Beyond their ideological affiliations that negated their "independence," both McCaffrey and Downing had substantial ties to the defense industry which gave them strong financial incentives to advocate for the war. Worse, these ties were detailed all the way back in April of 2003 by The Nation, in an article entitled "TV's Conflicted Experts"

delayjf
04-30-2008, 07:29 PM
Bush administration's ingenious media
Finally and admission of the Rights intellectual superiority

By the by, the Gulf of Tonkin happened – the VC have admitted to attacking the US (first attack).

riskman
05-01-2008, 12:00 AM
GWB is also good at public relations AKA as "re-education"

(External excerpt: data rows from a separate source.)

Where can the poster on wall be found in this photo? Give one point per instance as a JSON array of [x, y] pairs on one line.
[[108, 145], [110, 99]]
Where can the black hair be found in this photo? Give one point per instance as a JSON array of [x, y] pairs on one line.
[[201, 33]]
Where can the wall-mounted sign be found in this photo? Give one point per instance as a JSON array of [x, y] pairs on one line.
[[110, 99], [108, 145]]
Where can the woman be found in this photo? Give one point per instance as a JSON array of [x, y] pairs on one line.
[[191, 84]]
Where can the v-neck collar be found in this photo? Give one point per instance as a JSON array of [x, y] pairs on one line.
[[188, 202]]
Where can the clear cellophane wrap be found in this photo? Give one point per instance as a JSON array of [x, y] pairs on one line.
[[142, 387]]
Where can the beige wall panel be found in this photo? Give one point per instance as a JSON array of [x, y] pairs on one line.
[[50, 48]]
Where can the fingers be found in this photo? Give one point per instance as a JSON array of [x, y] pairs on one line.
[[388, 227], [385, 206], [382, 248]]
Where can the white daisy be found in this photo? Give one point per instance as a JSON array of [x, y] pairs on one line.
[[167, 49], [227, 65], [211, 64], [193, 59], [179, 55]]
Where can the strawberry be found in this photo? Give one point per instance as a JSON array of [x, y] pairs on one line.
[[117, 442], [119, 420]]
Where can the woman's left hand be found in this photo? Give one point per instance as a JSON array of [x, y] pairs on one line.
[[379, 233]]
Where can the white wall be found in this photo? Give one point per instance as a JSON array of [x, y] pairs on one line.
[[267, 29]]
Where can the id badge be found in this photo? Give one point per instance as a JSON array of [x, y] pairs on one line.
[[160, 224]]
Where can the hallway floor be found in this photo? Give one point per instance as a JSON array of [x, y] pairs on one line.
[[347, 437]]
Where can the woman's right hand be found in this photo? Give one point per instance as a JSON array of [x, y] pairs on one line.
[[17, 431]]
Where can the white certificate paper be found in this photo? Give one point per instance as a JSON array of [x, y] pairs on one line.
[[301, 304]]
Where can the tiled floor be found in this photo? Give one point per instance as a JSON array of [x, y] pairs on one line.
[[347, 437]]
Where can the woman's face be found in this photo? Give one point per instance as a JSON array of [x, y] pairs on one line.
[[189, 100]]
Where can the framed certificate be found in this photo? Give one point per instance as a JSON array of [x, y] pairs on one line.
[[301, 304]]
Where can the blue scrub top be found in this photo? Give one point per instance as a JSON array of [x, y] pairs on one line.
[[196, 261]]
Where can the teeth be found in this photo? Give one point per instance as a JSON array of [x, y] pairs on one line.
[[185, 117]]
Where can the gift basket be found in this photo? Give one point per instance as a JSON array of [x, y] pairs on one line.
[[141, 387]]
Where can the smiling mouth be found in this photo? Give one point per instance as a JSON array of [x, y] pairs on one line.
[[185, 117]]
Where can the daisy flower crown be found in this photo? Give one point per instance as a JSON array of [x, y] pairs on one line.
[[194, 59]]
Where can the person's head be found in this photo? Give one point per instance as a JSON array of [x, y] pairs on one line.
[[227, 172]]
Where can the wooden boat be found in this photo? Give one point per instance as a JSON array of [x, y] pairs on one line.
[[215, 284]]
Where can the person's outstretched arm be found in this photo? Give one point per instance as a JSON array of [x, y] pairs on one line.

"Our foreign policy is based on a clear premise: We trust that people, when given the chance, will choose a future of freedom and peace."

See Hamas.

"We will stay on the offense, we will keep up the pressure, and we will deliver justice to the enemies of America."

Haven't we heard this before? Paging Osama bin Laden.

"Al Qaeda is on the run in Iraq, and this enemy will be defeated."

Bush always talks about the war in Iraq as if the primary battle is against al Qaeda, though numerous military and terrorism experts have repeatedly said that al Qaeda is a rather small slice of the insurgency in Iraq.

"A free Iraq will deny Al Qaeda a safe haven."

In Saddam Hussein's unfree Iraq, al Qaeda had no safe haven. And there is little chance that should the U.S. withdraw troops from Iraq, the Shia, Sunni, and Kurds would hand over the country to the small and unpopular al Qaeda outfit in Iraq.

"America is using its influence to build a freer, more hopeful, and more compassionate world."

That must be why the United States' standing in the world is so low.

"America is leading the fight against global poverty."

Other Western nations devote a higher percentage of their gross national product to foreign assistance. By the way, GWB never mentions American poverty in his speeches.

"So long as we continue to trust the people, our nation will prosper, our liberty will be secure, and the State of our Union will remain strong."

We just cannot trust the his people when it comes to war. Two-thirds of the American public now say the Iraq war was a mistake. Bush refuses to acknowledge that. There is a profound gap between the people and the president.